There are no reports of heart burial in the early royal graves in churches of central Europe until the 8th century. On the other hand, it is said that the head of the king of Burgundy Chlodomer (†523) was buried in Orleans and that of the Anglo-Saxon Edwin (†633) in the York Minster. 

First literary references to a separate burial of the heart are a mixture of legend and reality: It is said that Charlemagne had the hearts removed of his three fallen paladins, Roland, Oliver and Turpin, who died during the retreat from Spain. 

Place of death of S. Wolfgang in Pupping, Austria
Place of death of S. Wolfgang in Pupping, Austria. This is where his heart was probably buried (Armin Dietz)

Roland’s heart was brought to his bride Hilda in a convent by the river Rhine. In 877 the entrails of Charles the Bald were removed and buried at an unidentified place; his body was taken to St. Denis’ cathedral near Paris. Over a hundred years later, the entrails and heart of St. Wolfgang were said to be buried in Pupping, Austria. The same is reported of the Salian emperors Otto I and III. 

Ganagobie
Skeleton of a knight killed in action with sword-wounds and open sternum from the graveyard of the monastery in Ganagobie, France (Mafart et al., Int. J. Osteoarchol. 14: 67-73 (2004))

In the graveyard of the Ganagobie monastery in Haute Provence there was found the skeleton of a knight killed in action in the 11th century. The sternum had been split open, which gives reason to believe that his heart had been removed after death and buried separately.

The first historically proven heart grave was that of the Salian emperor Henry III (†1056), which still exists.

henry_3rd
Heart vessel and gisant of Emperor Henry III in the palace at Goslar (Städt. Kulturamt Goslar, Germany)

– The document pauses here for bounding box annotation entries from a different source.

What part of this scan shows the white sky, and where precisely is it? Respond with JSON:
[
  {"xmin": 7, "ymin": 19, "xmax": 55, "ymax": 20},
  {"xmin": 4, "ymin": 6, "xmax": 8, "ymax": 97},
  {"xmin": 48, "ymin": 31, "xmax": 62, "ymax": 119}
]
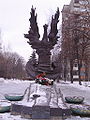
[{"xmin": 0, "ymin": 0, "xmax": 70, "ymax": 61}]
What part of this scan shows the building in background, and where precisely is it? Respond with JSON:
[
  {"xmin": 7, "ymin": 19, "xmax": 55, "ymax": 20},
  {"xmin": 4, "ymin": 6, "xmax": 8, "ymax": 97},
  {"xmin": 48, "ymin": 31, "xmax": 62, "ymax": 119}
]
[{"xmin": 62, "ymin": 0, "xmax": 90, "ymax": 80}]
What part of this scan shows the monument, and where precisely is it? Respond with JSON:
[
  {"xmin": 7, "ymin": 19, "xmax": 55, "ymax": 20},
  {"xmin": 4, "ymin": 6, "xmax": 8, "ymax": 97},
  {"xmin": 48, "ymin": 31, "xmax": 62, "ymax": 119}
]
[{"xmin": 24, "ymin": 6, "xmax": 59, "ymax": 79}]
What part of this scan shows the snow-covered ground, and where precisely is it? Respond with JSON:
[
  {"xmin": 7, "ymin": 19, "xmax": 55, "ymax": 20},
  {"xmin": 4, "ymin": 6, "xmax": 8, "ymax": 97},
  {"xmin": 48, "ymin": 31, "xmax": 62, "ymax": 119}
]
[{"xmin": 0, "ymin": 78, "xmax": 90, "ymax": 120}]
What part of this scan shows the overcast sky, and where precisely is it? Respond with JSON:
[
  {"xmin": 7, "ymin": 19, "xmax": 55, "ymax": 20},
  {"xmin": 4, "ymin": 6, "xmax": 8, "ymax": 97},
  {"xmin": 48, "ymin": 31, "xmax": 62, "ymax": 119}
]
[{"xmin": 0, "ymin": 0, "xmax": 70, "ymax": 61}]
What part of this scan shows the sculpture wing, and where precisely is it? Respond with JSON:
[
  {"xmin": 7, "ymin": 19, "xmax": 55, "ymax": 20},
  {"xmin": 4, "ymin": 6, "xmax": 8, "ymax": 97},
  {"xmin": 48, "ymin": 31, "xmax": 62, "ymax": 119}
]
[
  {"xmin": 24, "ymin": 6, "xmax": 40, "ymax": 44},
  {"xmin": 48, "ymin": 8, "xmax": 59, "ymax": 45}
]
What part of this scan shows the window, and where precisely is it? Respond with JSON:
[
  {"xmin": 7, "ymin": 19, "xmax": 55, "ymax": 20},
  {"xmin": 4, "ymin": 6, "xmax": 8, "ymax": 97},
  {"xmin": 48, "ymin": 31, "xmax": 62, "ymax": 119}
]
[{"xmin": 74, "ymin": 0, "xmax": 79, "ymax": 3}]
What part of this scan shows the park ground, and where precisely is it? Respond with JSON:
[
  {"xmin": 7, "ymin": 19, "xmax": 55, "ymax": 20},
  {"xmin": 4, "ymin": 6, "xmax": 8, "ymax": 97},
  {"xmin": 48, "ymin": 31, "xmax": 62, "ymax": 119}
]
[{"xmin": 0, "ymin": 78, "xmax": 90, "ymax": 120}]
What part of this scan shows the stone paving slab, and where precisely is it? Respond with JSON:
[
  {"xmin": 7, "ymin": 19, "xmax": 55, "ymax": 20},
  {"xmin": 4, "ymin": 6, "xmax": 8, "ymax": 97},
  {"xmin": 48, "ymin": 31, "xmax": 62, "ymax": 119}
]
[{"xmin": 32, "ymin": 106, "xmax": 50, "ymax": 119}]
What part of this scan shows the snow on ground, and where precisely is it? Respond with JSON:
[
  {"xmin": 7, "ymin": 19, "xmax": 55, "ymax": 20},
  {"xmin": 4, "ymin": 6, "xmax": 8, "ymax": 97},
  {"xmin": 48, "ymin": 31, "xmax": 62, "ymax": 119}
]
[{"xmin": 0, "ymin": 78, "xmax": 90, "ymax": 120}]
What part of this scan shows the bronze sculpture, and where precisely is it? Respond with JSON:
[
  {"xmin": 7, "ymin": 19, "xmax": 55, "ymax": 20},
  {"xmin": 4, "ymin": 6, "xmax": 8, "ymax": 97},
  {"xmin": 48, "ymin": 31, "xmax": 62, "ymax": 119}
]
[{"xmin": 24, "ymin": 7, "xmax": 59, "ymax": 78}]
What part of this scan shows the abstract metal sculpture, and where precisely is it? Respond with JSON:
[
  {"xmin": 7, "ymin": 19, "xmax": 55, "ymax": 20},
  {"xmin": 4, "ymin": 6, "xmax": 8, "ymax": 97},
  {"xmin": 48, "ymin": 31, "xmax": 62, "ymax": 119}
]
[{"xmin": 24, "ymin": 7, "xmax": 59, "ymax": 78}]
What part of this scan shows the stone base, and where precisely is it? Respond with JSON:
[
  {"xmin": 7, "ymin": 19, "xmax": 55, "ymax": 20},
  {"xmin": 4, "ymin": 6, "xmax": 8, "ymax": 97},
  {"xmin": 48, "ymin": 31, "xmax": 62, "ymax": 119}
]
[{"xmin": 11, "ymin": 104, "xmax": 71, "ymax": 119}]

Henry, who was a great worshipper of relics, had decreed in his will that his heart and all other organs of the chest (“cor suum cum precordiis”) should be buried next to his deceased daughter Mathilde in the chancel of the collegiate church of Simon and Juda in Goslar, his chosen “clarissimum regis domicilium”. 

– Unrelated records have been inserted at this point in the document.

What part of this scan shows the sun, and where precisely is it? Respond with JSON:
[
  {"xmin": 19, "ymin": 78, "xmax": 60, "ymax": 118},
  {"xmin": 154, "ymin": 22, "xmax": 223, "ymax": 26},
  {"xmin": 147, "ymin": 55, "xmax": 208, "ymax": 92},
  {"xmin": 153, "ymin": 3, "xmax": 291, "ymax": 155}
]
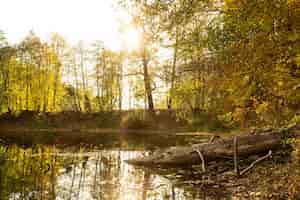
[{"xmin": 123, "ymin": 28, "xmax": 141, "ymax": 51}]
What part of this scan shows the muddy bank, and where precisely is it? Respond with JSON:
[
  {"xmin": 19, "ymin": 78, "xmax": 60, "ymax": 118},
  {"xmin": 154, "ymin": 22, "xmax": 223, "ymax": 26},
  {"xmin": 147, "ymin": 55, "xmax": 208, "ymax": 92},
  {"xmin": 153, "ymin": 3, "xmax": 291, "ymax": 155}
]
[{"xmin": 0, "ymin": 110, "xmax": 222, "ymax": 132}]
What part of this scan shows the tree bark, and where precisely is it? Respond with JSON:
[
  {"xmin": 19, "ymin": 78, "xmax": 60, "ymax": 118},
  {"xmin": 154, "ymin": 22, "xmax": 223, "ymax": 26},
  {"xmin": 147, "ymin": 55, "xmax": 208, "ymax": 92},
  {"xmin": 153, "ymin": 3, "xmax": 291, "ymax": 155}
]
[{"xmin": 126, "ymin": 129, "xmax": 290, "ymax": 166}]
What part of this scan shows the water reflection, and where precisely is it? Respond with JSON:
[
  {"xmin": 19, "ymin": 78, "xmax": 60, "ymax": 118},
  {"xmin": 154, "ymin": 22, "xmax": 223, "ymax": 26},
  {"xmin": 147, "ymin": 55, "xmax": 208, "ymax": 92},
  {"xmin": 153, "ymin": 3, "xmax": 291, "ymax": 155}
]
[{"xmin": 0, "ymin": 145, "xmax": 199, "ymax": 200}]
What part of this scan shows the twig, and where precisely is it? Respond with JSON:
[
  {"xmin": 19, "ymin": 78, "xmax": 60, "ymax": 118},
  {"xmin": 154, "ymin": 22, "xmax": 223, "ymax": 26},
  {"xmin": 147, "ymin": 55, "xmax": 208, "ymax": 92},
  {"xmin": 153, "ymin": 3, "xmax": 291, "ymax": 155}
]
[
  {"xmin": 208, "ymin": 135, "xmax": 220, "ymax": 144},
  {"xmin": 233, "ymin": 136, "xmax": 240, "ymax": 176},
  {"xmin": 240, "ymin": 150, "xmax": 272, "ymax": 176},
  {"xmin": 194, "ymin": 149, "xmax": 206, "ymax": 172}
]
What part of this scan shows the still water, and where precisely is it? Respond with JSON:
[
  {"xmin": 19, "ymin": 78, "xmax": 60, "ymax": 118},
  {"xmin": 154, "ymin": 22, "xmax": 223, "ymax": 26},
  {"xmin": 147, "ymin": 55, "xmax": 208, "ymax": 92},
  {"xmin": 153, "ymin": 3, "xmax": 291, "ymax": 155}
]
[{"xmin": 0, "ymin": 134, "xmax": 234, "ymax": 200}]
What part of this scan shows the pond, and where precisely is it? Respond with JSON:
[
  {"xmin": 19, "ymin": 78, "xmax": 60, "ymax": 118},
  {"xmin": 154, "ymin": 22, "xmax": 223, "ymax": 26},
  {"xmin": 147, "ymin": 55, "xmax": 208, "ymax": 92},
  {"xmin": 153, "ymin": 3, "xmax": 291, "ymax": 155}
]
[
  {"xmin": 0, "ymin": 134, "xmax": 213, "ymax": 200},
  {"xmin": 0, "ymin": 134, "xmax": 298, "ymax": 200}
]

This not only expressed a father’s love but was also aimed at conferring imperial significance upon the Saxon Goslar, for his heart had always been there (“quia corde semper fuerit in Goslar”). The collegiate church was pulled down in the 19th century and the emperor’s grave forced open. The centre was hollow and worked in brick, and contained a decaying box in which an amorphous substance was found – the remains of the emperor’s heart. This was placed in an octagonal–shaped vessel and laid in the sarcophagus of the emperor, which today is situated in the emperor’s palace in Goslar.

Before him, the bowels and heart of the emperor Henry II (†1024) were possibly (or even probably) buried at an unknown place. It is certain, however, that those of the first Salian emperor Conrad II (†1039), father of Henry III, were interred at the Dom church of Utrecht, the place of his death.